Минута — и на берегу никого. Только Фомичев задержался.

Солнечный свет тек в воду. От этого река сверкала по всей своей шири. Отблески ударяли в купы прибрежных деревьев, и листья вспыхивали огненно и дрожко, как подожженные. И каждый камень на дне реки светился и сверкал. И свет этот был чистым, незамутненным, будто не проносилась над ним стремительная толща воды.

Фомичев стоял и смотрел на воду, на пляску света, на дикий вздыбившийся непролазной тайгой берег с изумлением. Он никогда не видел такой реки, дикой и светлой.

«Вот это река! — в который раз мысленно восклицал он. — Вот это да!»

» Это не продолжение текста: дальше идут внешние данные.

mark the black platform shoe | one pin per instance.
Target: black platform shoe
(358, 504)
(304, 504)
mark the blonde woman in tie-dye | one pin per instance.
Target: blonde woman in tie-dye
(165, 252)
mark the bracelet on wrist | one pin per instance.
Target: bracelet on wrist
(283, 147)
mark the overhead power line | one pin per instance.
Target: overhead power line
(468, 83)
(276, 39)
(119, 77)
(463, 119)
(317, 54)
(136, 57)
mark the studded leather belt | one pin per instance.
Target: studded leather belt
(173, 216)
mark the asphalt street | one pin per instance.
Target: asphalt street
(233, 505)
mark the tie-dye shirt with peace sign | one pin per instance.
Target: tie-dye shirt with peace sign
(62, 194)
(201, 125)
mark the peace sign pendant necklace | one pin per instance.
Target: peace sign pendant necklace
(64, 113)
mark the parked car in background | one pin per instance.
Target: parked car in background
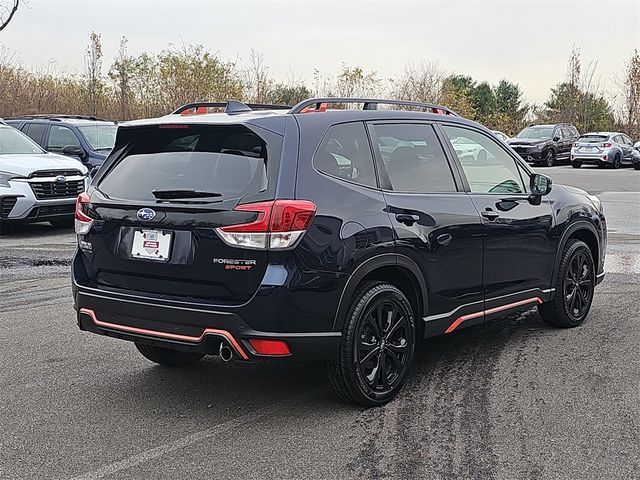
(89, 139)
(605, 149)
(502, 136)
(345, 236)
(545, 144)
(35, 185)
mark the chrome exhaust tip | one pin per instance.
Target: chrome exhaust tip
(226, 354)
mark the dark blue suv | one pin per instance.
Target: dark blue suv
(88, 139)
(312, 232)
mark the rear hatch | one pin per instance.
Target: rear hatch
(591, 144)
(157, 204)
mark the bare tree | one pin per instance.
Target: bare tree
(93, 70)
(258, 79)
(8, 9)
(422, 83)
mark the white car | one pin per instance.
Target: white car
(37, 186)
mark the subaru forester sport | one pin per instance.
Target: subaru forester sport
(340, 234)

И подымаясь на косогор, куда опешили к оставленным машинам его товарищи, Фомичев приложил руку к глазам и посмотрел вниз по течению. Там река сужалась, темнела, втискиваясь в черное жерло сомкнувшейся тайги. И уже нигде, насколько хватило глаз, не видно было ее. Кругом тайга, тайга, тайга. Где-то там, разделив ее буйство надвое, пройдет трасса железнодорожной линии, и здесь, где стоит Фомичев, оба ее конца должен соединить мост.

Фомичев последний раз глянул на реку, сощурив глаза от яркого света, и повернул к колонне, убыстряя шаг, — там уже взбирались в кузовы монтажники и что-то командовал Клюев, перекрикивая гул машин.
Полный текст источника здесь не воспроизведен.